Now we’re ready to build our Docker image and tag it with our Google Cloud project id:

$ docker build -t<PROJECT_ID>/hello-dotnet:v1 .

To make sure that our image is good, let’s run it locally in Docker:

$ docker run -d -p 8080:8080 -t<PROJECT_ID>/hello-dotnet:v1

Now when you visit http://localhost:8080 to see the same default ASP.NET Core page, it is running inside a Docker container.

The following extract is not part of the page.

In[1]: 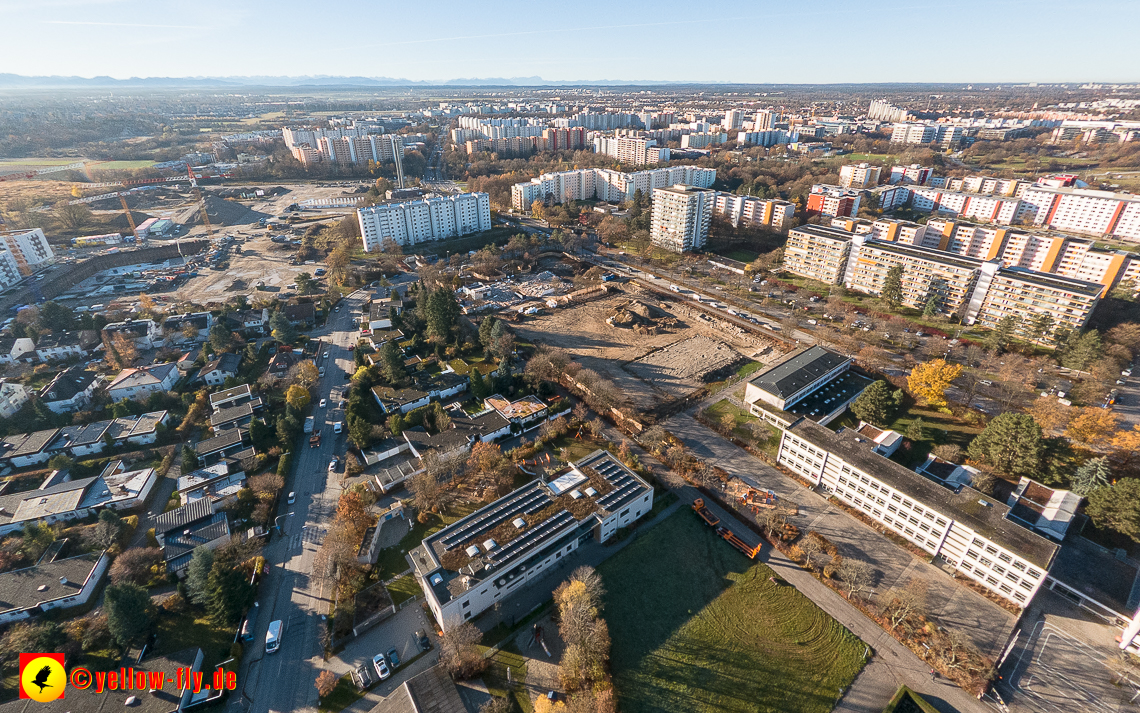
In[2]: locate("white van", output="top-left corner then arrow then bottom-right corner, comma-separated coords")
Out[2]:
266,619 -> 283,654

Create a Kubernetes cluster in Container Engine

We are ready to create our Kubernetes cluster but first, let’s first install kubectl. In Google Cloud SDK Shell:

$ gcloud components install kubectl

Configure kubectl command line access to the cluster with the following:

$ gcloud container clusters get-credentials hello-dotnet-cluster \
   --zone europe-west1-b --project <PROJECT_ID>

Now, let’s push our image to Google Container Registry using gcloud, so we can later refer to this image when we deploy and run our Kubernetes cluster. In the Google Cloud SDK Shell, type:

$ gcloud docker push<PROJECT_ID>/hello-dotnet:v1

Create a Kubernetes cluster with two nodes in Container Engine:

$ gcloud container clusters create hello-dotnet-cluster --num-nodes 2 --machine-type n1-standard-1

This will take a little while but when the cluster is ready, you should see something like this:

Creating cluster hello-dotnet-cluster...done.

Deploy and run the app in Container Engine

At this point, we have our image hosted on Google Container Registry and we have our Kubernetes cluster ready in Google Container Engine. There’s only one thing left to do: run our image in our Kubernetes cluster. To do that, we can use the kubectl command line tool.

Create a deployment from our image in Kubernetes:

$ kubectl run hello-dotnet<PROJECT_ID>hello-dotnet:v1 \
deployment “hello-dotnet” created

Make sure the deployment and pod are running:

$ kubectl get deployments
hello-dotnet   1         1         1            0           28s

$ kubectl get pods
NAME                            READY     STATUS    RESTARTS   AGE
hello-dotnet-3797665162-gu99e   1/1       Running   0          1m

And expose our deployment to the outside world:

$ kubectl expose deployment hello-dotnet --type="LoadBalancer"
service "hello-dotnet" exposed

Once the service is ready, we can see the external IP address:

$ kubectl get services
hello-dotnet   XX.X.XXX.XXX   XXX.XXX.XX.XXX   8080/TCP   1m

Finally, if you visit the external IP address on port 8080, you should see the default ASP.NET Core app managed by Kubernetes!

It’s fantastic to see the ASP.NET and Linux worlds are coming together. With Kubernetes, ASP.NET Core apps can benefit from automated deployments, scaling, reliable upgrades and much more. It’s a great time to be a .NET developer, for sure!